Secondly, even assuming that the complainant was entitled to be provided with the documents that she wished to consult, the evidence does not show that the failure to disclose those documents had, in this case, a material impact on her right to be heard.
disclosure of evidence; right to information; composition of the internal appeals body
Neither can the Tribunal accept the complainant’s argument of “arrogation by the Administration of medical expertise”, which relates to the statement made by the Administration in the reply brief that it submitted to the Appeals Board that she suffered from a “feeling of persecution”. Indeed, it cannot be inferred from this statement, as the complainant does, that the Organization thus intended to make a medical assessment of her state of health and to insinuate that she suffered from mental health problems.
appraisal of facts; illness
[T]he complainant’s contention that in this case UNESCO breached the time limits prescribed in the provisions governing the appeals procedure and that in general the procedure was excessively long is well founded.
The evidence shows that rather than being held, as paragraph 14 of its Statutes stipulates, “not later than two months after [receipt of the Administration’s] reply”, the Appeals Board’s hearing was not held until 17 March 2016, though the reply had been submitted on 11 September 2014, over a year and a half earlier. Moreover, paragraph 19 of those Statutes provides that the Appeals Board’s report must be forwarded to the Director-General and a copy sent to the official “as soon as possible”, but the report was not in fact issued until 30 June 2016 and was forwarded only on 7 July, more than three and a half months after the hearing, which does not seem consistent with the requirement stipulated in paragraph 19. Lastly, as stated above, the Director-General’s final decision was taken on 16 January 2017, more than six months after the Appeals Board delivered its report, whereas paragraph 20 of the Statutes provides that the Director-General “shall make a decision thereon as soon as possible”.

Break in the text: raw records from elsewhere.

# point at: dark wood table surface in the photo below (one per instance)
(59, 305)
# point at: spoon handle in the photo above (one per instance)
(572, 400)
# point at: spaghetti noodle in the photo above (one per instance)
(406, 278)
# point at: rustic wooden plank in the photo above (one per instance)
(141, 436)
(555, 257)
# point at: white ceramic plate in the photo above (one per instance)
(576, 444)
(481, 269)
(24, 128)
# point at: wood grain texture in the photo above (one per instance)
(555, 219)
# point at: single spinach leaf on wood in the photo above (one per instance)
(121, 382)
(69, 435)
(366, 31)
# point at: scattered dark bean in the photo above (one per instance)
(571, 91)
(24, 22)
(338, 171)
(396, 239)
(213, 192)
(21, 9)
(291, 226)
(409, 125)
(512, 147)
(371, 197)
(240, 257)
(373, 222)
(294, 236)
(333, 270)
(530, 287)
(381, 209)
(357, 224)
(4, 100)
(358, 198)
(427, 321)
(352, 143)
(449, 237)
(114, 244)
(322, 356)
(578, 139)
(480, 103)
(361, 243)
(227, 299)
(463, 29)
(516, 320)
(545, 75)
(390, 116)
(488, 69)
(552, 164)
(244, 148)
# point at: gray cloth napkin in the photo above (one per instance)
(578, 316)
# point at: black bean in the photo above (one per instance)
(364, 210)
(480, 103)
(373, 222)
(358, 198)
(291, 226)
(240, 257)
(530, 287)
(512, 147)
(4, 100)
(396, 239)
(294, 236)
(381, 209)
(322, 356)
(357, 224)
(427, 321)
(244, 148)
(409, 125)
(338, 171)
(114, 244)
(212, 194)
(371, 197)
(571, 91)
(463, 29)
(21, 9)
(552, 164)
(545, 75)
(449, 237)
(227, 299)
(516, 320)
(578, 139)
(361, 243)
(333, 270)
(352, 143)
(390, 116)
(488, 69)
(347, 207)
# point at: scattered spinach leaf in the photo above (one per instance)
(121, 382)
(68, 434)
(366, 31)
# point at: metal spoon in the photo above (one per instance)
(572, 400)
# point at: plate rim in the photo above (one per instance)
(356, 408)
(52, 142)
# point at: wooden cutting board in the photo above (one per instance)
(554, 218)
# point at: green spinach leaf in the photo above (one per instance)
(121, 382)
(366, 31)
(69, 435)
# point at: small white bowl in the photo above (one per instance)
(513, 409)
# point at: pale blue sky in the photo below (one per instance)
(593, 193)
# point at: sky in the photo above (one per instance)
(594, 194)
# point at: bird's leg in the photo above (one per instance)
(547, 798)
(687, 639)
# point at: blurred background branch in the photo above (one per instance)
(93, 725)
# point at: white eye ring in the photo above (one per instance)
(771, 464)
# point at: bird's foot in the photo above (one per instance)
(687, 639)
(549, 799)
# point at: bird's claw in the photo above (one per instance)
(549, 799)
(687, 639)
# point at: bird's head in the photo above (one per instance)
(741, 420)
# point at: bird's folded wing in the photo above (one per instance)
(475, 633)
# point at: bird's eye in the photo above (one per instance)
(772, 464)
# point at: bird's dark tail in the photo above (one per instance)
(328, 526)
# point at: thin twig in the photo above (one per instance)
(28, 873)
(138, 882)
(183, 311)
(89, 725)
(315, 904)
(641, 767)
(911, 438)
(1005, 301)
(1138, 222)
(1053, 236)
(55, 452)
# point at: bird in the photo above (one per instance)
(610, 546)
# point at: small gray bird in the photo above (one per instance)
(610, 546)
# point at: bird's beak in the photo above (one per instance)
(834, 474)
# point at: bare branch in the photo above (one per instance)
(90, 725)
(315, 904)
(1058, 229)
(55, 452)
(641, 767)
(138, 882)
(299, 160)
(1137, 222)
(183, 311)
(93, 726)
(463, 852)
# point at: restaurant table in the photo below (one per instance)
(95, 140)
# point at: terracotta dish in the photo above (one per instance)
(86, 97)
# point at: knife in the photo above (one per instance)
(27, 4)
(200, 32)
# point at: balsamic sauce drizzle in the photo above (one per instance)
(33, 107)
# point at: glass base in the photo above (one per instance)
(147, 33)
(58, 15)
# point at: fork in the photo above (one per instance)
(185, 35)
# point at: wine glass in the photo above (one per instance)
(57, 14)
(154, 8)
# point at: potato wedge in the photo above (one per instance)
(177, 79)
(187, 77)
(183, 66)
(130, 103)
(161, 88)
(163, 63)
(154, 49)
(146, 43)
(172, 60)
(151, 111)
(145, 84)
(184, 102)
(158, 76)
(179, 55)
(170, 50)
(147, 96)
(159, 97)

It is true that, as UNESCO rightly points out, the delays identified above were partly attributable to the complainant, who, amongst other things, requested extensions of time limits for filing her own submissions, and that they can also be explained by the unusual complexity of the case. It should likewise be borne in mind that the Director-General’s final decision was preceded by discussions with the complainant aimed at reaching a settlement, which obviously delayed its adoption.
Nevertheless, the Organization was obliged, in accordance with the principle tu patere legem quam ipse fecisti, to adhere more strictly to the procedural time limits laid down in the Statutes of the Appeals Board. Its failure to do so added unduly to the total length of the internal appeal procedure, three and a half years in all, which is indisputably too long. Moral injury was thereby caused to the complainant, for which she legitimately claims redress (see, for similar cases, Judgment 3688, under 11, and aforementioned Judgment 3935, under 16).
ILOAT Judgment(s): 3688, 3935
time limit; patere legem; internal procedure
Mr E. Z. has submitted an application to intervene in this case. However, under Article 13, paragraph 1, of the Rules of the Tribunal, the sole purpose of such an application is to obtain an order that a judgment on a complaint shall apply to an official who is in a similar situation in fact and in law to the complainant. In this case, however, neither the fact that Mr E. Z. lodged an internal complaint against the Director of the Office for similar conduct to that alleged by the complainant nor the fact that he lodged another internal complaint on the complainant’s behalf supports a finding that he is in a similar situation in fact and in law to the complainant which would justify ordering that this judgment be applied to him. His application to intervene will therefore be dismissed.